La cronologia degli eventi che hanno caratterizzato l’ennesima giornata di passione per Acciaierie d’Italia aiuta a capire quello che da qui a poco potrebbe succedere a Taranto. Si comincia con le prime dichiarazioni del ministro delle Imprese, Adolfo Urso, che ha sollecitato i commissari di Ilva, la società che è già in amministrazione straordinaria, e il socio pubblico Invitalia «a esperire le dovute interlocuzioni con Acciaierie d’Italia e tutte le azioni necessarie al fine di garantire la continuità produttiva degli impianti siderurgici di Taranto». Cosa volesse davvero dire il ministro lo si è capito qualche minuto dopo, quando gli stessi commissari hanno chiesto ad Acciaierie d’Italia «aggiornamenti urgenti» sullo stato di funzionamento degli impianti degli stabilimenti, sulle iniziative in corso di svolgimento e sulla «necessità di una loro visita ispettiva».
Tradotto, vuol dire che il pericolo, a questo punto neanche tanto remoto, è che il socio di maggioranza, il colosso indiano ArcelorMittal che ha una partita in corso con Invitalia che è ancora in minoranza, stia spingendo, o meglio, resti inoperoso, di fronte al lento spegnimento degli impianti. A oggi la situazione è già a scartamento ridotto - c'è stato lo stop all’altoforno 2 e si prepara la fermata delle batterie coke, mentre ad agosto si era fermato l’Afo 1 dell’acciaieria 1, dell’agglomerato e di molti altri impianti.
Tutto questo porta a due conseguenze.
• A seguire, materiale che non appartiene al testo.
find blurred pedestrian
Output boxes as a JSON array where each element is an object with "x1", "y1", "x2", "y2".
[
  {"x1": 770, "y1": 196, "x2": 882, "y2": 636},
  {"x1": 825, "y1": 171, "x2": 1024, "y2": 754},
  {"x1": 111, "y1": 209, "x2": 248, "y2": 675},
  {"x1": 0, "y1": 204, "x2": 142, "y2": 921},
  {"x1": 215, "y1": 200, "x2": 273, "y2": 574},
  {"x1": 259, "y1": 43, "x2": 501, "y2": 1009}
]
La prima è lo stato d’allarme. Che è bene descritto dalle parti sociali. «Da alcuni giorni», sottolinea il segretario generale Uilm Rocco Palombella, «stiamo registrando uno spostamento illecito di personale da un impianto all’altro senza un’adeguata conoscenza del lavoro e dei rischi che corre». «Sta accadendo» gli fa eco Loris Scarpa, coordinatore nazionale siderurgia per la Fiom-Cgil, «esattamente quello che da mesi denunciamo. Tutti gli stabilimenti ex Ilva, da Taranto a Genova, fino a Novi Ligure, Racconigi, Marghera e Legnaro, sono di fatto fermi con le lavoratrici e i lavoratori in cassa integrazione».
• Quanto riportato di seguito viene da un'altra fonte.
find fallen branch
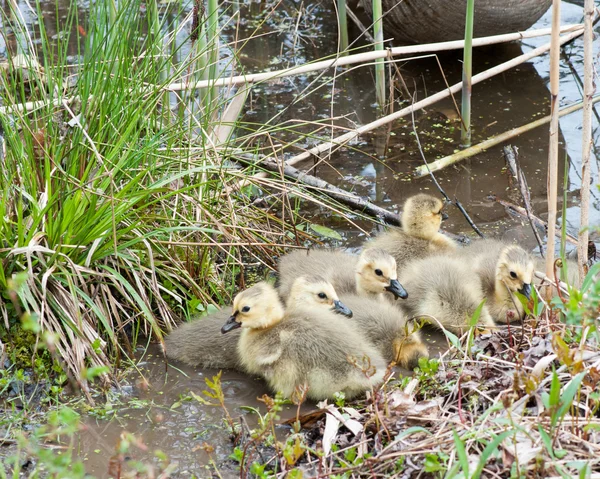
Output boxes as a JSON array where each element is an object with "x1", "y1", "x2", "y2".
[
  {"x1": 414, "y1": 95, "x2": 600, "y2": 178},
  {"x1": 503, "y1": 145, "x2": 544, "y2": 258},
  {"x1": 0, "y1": 23, "x2": 583, "y2": 114},
  {"x1": 287, "y1": 28, "x2": 583, "y2": 171},
  {"x1": 164, "y1": 23, "x2": 583, "y2": 91},
  {"x1": 488, "y1": 195, "x2": 577, "y2": 245},
  {"x1": 232, "y1": 155, "x2": 466, "y2": 242}
]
La seconda riguarda invece i rapporti tra i due azionisti: un possibile riavvicinamento non è praticabile. Se la condizione minima richiesta dal governo per riaprire i ponti con gli indiani, che comunque andrebbero in minoranza, è che partecipino ai prossimi investimenti, si fa davvero fatica a capire come ci si possa «fidare» di un’azionista che si disinteressa della produzione e non fa nulla per evitare lo spegnimento di ciò che resta degli impianti.
Va ricordato infatti che il socio pubblico Invitalia ha inviato una lettera ad Acciaierie d’Italia per chiedere la verifica dei presupposti per avviare le procedure per l’amministrazione straordinaria che contestualmente viene supportata da un prestito pubblico a condizioni di mercato da 320 milioni per garantire l’ordinaria amministrazione.
Il decreto varato dal governo e pubblicato in Gazzetta Ufficiale infatti prevede l’avvio dell’amministrazione se l’ad dell’azienda (Lucia Morselli) non ne fa richiesta entro 15 giorni dalla missiva.
Durante la scorsa settimana si era molto parlato di una lettera di Mittal al governo per riaprire il dialogo in extremis, ma alla luce della giornata di ieri, come detto, si può ripartire da una certezza: l’accordo lo possiamo escludere dal novero delle possibilità.